Fighting is what Sasha does best. It’s what Tyreese did best, as well. This family trait of extreme violence to cope with strong emotions is a handicap the group cannot afford at the moment. They’re exhausted, in no condition to walk the remaining sixty miles to Washington, let alone take on a herd of walkers who’ve been harmlessly stalking them for miles. It doesn’t stop Sasha from messing up a non-violent plan to get the walkers out of the way—pushing them down an embankment near a bridge—and attacking. Michonne has to shove Sasha onto the ground to make her stop fighting. While yes, Sasha’s bloodlust and drive to fight the world did net the crew a canine dinner that night, it will also cost them later down the road if she can’t learn how to channel her feelings into something more productive—like finding food they can carry that won’t bleed over the last of the bullets. Sasha likewise isn’t sure is she can go on without her family.

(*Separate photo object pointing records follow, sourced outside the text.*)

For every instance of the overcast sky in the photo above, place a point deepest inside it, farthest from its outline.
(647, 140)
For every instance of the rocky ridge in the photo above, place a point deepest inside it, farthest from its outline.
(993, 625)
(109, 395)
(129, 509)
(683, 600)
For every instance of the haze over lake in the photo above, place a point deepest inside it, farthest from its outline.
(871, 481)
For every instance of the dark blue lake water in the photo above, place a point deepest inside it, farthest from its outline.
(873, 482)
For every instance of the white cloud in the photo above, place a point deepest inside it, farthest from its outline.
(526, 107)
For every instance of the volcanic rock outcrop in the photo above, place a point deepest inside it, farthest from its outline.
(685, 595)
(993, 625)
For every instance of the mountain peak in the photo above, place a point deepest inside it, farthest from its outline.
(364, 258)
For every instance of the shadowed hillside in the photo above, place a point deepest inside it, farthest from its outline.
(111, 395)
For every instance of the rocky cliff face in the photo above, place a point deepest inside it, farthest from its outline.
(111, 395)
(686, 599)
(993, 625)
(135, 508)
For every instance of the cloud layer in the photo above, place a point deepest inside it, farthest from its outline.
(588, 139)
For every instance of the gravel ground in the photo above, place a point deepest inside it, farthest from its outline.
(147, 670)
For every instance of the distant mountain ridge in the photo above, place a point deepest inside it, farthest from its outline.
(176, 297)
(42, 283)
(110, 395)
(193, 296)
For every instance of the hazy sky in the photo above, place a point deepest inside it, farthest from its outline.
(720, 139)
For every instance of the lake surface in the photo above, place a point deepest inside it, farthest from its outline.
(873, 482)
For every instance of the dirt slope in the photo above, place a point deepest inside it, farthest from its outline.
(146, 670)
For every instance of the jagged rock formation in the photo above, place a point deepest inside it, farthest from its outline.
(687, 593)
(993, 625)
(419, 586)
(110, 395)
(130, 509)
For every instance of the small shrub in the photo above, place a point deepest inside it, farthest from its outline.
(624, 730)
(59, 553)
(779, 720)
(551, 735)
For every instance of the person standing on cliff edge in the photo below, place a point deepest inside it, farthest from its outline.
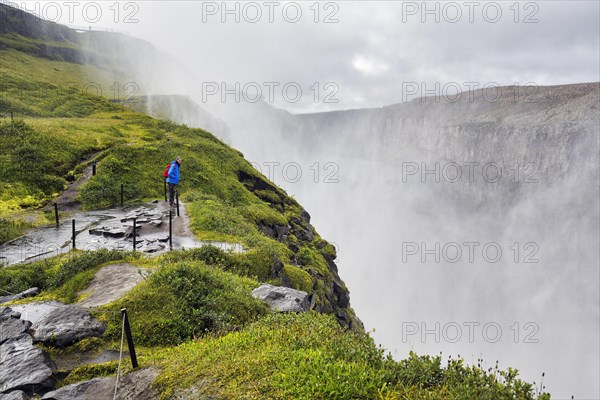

Daryl stands as proof that one can go on after losing their entire family. He made it through Merle’s disappearance, reappearance, turn as a kinda-don’t-hate-him guy, and his death…s. Coping with that loss wasn’t a solo endeavor. He had his chosen family and they needed him to keep them safe. Beth needed him. Judith needed him. And he failed one of them. Just like he failed his brother. Just like his family failed him. Daryl is caught in a cycle of disappointment and loss—one that stretches years before the walkers came and shook things up. He’s hit a breaking point. Not even ever-vigilant Carol can derail the trauma train hijacking Daryl’s brain. He’s resorted to sneaking off and burning himself in order to feel anything past the numbness. Carol gave him permission to feel his losses. It wasn’t enough. He didn’t feel safe expressing his emotions with witnesses. Not until he gives just a peek to Maggie because he understands the pain in her chest and the sleepless nights. He’s already wondered, “How can I keep going?” In the end, Beth—the seemingly weakest of them all—inspires two people who’ve never floundered this much in their sense of self before. She saves them, as hokey as that sounds.
Rick did the thing. He said the show’s name in dialog. It was a moving speech. It might even keep the troops going. But what’ll keep them going even better is something they’ve been denied for too long—hope. A helpful stranger says he has good news, but how many times must they be burned by the same promise before they learn their lesson? Or is Aaron telling the truth?